Такие рулады слышались в камере и в обеденный час, и вечером, когда арестанты возвращались с работ, и ночью, и рано утром перед раскомандировкой. Игра в сущности продолжалась непрерывно: когда не играют, то обязательно говорят и думают только об игре.
Думал, говорил об игре и Ферт, но глаза его при этом не горели лихорадочным огнем, и за картами он жил не в угаре, не таял и не горел, и дачку хлеба не проигрывал, как иные.
– Бардадым! Братское окошко! Полтина мазу!..
Что ни говори – карты были его спасением. И стоит ли копья ломать, если вся Россия от восьми вечера до восьми утра играет в карты, а от восьми утра до восьми вечера думает о них. А главное, человеку, попавшему на карторгу, не на что надеяться, кроме случая: «выйдет случай – удачно сбегу». Это правило и создавало у заключенных слепую веру в «фарт», в счастливый случай, целый культ «фарта». И картежная игра – это лишь жертвоприношение богу-«фарту»: где ж, как не в картах, случай играет самую важную роль. Да и арестанту зашибить копейку негде. Выиграть – это, пожалуй, единственная надежда отчасти скрасить свое положение: купить сахарку, поправить одежонку, нанять за себя на работе. И наконец, этой всепоглощающей игре, этому азарту, в который человек бросается с головой, отдается как пьянству, как средству забыться, есть еще объяснение: это страстное желание уйти от тяжких дум о родине, о воле, о прошлом, это старание заглушить мучения истерзанной совести.
– Два сбоку! Поле! Фура с кушем! По кушу очко!
«Страсть к игре круче голода, – с удовольствием ослабляя тесную петлю галстука, усмехнулся Алдонин. – А чувство голода – сильнейшее из человеческих чувств».
Выпив принесенный теткой стакан чая, Ферт распахнул окно и с удовольствием прикурил папиросу. Высунулся и огляделся. Солнце и толчея продуктового рынка напротив не оставляли места для уныния. Всюду было движение, кипение жизни и яркие краски весны. Люди толкались у прилавков, заглядывали в бакалейную лавку, рядились за товар; индейки и гуси гоготали в клетках; какая-то молодуха держала на плече корзину с выпечкой, такой же румяной и свежей, как ее щеки. Все было и уму и сердцу!

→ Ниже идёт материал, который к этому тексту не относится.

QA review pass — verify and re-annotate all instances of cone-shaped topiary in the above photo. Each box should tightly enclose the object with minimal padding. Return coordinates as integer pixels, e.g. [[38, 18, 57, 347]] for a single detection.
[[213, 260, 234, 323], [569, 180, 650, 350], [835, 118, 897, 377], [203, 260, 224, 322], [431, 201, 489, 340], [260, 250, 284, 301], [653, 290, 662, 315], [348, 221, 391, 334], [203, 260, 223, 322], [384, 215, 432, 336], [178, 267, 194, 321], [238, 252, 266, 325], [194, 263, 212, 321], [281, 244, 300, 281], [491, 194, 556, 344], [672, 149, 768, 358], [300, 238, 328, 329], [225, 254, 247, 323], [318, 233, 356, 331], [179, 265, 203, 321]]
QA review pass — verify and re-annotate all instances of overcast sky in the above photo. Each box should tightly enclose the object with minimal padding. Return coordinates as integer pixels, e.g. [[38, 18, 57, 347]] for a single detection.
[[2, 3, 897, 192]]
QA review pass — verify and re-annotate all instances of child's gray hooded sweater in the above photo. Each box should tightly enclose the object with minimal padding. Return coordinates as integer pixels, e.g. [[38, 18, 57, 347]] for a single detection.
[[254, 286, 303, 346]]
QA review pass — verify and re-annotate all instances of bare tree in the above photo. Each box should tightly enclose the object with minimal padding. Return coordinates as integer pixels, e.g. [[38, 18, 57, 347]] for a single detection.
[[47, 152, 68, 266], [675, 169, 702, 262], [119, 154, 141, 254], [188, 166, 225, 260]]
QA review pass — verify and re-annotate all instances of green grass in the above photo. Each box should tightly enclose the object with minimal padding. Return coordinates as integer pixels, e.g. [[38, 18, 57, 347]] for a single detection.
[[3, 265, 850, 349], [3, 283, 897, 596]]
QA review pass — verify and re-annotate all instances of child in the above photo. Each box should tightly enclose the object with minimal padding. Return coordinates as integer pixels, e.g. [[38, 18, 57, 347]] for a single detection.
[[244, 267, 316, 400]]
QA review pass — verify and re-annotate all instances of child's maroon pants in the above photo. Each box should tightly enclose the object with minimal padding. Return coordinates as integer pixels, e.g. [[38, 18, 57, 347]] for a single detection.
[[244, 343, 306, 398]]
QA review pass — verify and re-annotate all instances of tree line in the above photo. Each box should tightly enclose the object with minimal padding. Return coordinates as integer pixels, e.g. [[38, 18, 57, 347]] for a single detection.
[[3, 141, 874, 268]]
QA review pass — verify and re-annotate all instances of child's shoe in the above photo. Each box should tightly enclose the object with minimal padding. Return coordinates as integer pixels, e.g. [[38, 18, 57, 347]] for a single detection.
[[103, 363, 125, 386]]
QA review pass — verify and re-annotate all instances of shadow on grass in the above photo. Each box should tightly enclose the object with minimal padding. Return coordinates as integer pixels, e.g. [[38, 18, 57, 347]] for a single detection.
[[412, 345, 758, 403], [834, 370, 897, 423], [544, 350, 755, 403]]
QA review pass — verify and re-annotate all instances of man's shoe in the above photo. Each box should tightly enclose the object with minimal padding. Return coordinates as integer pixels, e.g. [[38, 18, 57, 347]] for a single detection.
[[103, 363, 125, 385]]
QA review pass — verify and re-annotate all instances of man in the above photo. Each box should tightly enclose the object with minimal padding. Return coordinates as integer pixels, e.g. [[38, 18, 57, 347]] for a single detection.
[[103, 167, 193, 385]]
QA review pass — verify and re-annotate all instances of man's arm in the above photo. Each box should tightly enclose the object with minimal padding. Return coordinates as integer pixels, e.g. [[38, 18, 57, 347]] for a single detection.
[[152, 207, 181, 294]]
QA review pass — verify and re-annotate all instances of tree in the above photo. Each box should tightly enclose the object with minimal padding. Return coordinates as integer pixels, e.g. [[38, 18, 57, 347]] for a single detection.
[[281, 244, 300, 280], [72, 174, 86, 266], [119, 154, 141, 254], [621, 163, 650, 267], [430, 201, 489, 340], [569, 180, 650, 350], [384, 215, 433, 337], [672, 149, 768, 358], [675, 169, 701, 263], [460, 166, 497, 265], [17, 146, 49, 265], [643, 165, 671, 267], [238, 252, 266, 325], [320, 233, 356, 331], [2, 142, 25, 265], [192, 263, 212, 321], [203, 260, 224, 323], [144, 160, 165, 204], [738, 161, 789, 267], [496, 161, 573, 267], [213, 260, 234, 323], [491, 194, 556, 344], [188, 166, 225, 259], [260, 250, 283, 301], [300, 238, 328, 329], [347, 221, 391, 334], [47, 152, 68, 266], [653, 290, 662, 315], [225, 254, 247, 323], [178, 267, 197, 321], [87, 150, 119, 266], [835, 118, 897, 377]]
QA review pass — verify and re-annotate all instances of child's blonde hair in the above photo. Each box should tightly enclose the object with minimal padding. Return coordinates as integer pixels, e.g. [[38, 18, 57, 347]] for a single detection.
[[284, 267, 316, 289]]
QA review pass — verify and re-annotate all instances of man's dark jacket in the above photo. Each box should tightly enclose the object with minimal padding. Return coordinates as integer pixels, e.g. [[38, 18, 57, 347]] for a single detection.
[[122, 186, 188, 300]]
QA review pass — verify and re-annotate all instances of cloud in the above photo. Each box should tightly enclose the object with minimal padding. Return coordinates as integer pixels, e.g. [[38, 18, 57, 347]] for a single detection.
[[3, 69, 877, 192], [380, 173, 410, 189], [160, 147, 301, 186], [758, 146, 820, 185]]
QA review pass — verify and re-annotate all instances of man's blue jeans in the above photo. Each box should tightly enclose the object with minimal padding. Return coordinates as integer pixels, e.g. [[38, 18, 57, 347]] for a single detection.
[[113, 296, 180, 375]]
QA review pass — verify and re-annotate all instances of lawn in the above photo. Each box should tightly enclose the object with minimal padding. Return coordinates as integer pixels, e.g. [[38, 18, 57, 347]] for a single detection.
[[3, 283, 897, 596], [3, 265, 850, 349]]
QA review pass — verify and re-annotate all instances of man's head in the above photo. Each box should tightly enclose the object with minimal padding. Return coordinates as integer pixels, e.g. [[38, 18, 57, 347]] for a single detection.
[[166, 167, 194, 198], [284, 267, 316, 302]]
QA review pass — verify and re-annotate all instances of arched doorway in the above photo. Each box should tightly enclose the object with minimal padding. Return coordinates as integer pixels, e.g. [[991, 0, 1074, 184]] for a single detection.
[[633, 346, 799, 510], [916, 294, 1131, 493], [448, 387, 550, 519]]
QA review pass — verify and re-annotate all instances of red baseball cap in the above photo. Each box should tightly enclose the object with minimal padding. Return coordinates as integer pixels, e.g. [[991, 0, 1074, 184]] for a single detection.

– Вот она… жизнь! Это тебе не тощий матрас с засохшими от голода вшами… – на выдохе процедил он, перевел дыхание и вновь глубоко и радостно ощутил терпкое чувство свободы. В золотистом воздухе дня были разлиты запахи молодой травы, первых цветов мая и речная бодрящая свежесть. Ах, как хотелось жить и кормить с ладони капризную Фортуну! Еще там, в остроге, он крепко, до волчьей выти мечтал о теплом, быстротечном, волшебном мае, который подарит ему свободу. Хотел видеть, как наливается зеленью трава, как по-девичьи робко набухают почки черемухи и сирени, ощутить вольные запахи серебряной Волги и незадачливую суету уютных провинциальных городков.
Ему вдруг припомнился забытый давний июнь… Он был тогда еще нескладным волчонком, стоявшим у порога своей норы, и ловил чутким носом зыбкие запахи сладостной неизвестности романтического будущего. Вспомнился и дядя Костяй – матерый шулер и вор, ныне покойный, что натаскивал его по малолетке разным премудростям.
– Гляди-ка, братва, а ведь из этого поца ловкий малый выйдет, пальцы-то какие музыкальные, язвить меня в душу…
«И вот действительно, – Ферт рассеянно посмотрел на свои большие, костлявые белые руки, – вы, милые, и решили мою участь».
Дядя Костяй, зорко присматривавший за своим «пасынком», водил его в бильярдную Антипыча, где, кроме сетчатых луз и шаров, «за скрытыми дверями имелись другие игры: и бикса, и судьба, и фортунка, а рядом за китайской ширмой день и ночь резались в карты на деньги. Старый шулер заставлял Сергея проделывать всевозможные штуки с картами, натаскивал все новым и новым приемам, временами хвалил, но каждый раз говорил Антипычу:
– Чует сердце, из Сергуни выйдет толк. Руки на редкость музыкальные, и не дурак»[71]71
Гиляровский Вл. Москва и москвичи.
[Закрыть].
Так, под крылом дяди Костяя, Ферт и вышел в люди, стал своим человеком на «мельницах» и прочих игровых сходняках. В свои шестнадцать он уже умел играть наверняка, с ходу подбирать карты, кроить вольты, делать всевозможные коробки, фальшивые тасовки, словом, все, что требовалось для стоящего игрока, то бишь шулера-исполнителя. Старик до смерти держал при себе «руки» Ферта, ставил крупные суммы на своего воспитанника, будучи дольщиком, и под конец игры, вытирая пальцы от мела, которым бильярдисты «фабрили» носы своим киям, начинал аккуратно складывать в кожаное портмоне выигрыш.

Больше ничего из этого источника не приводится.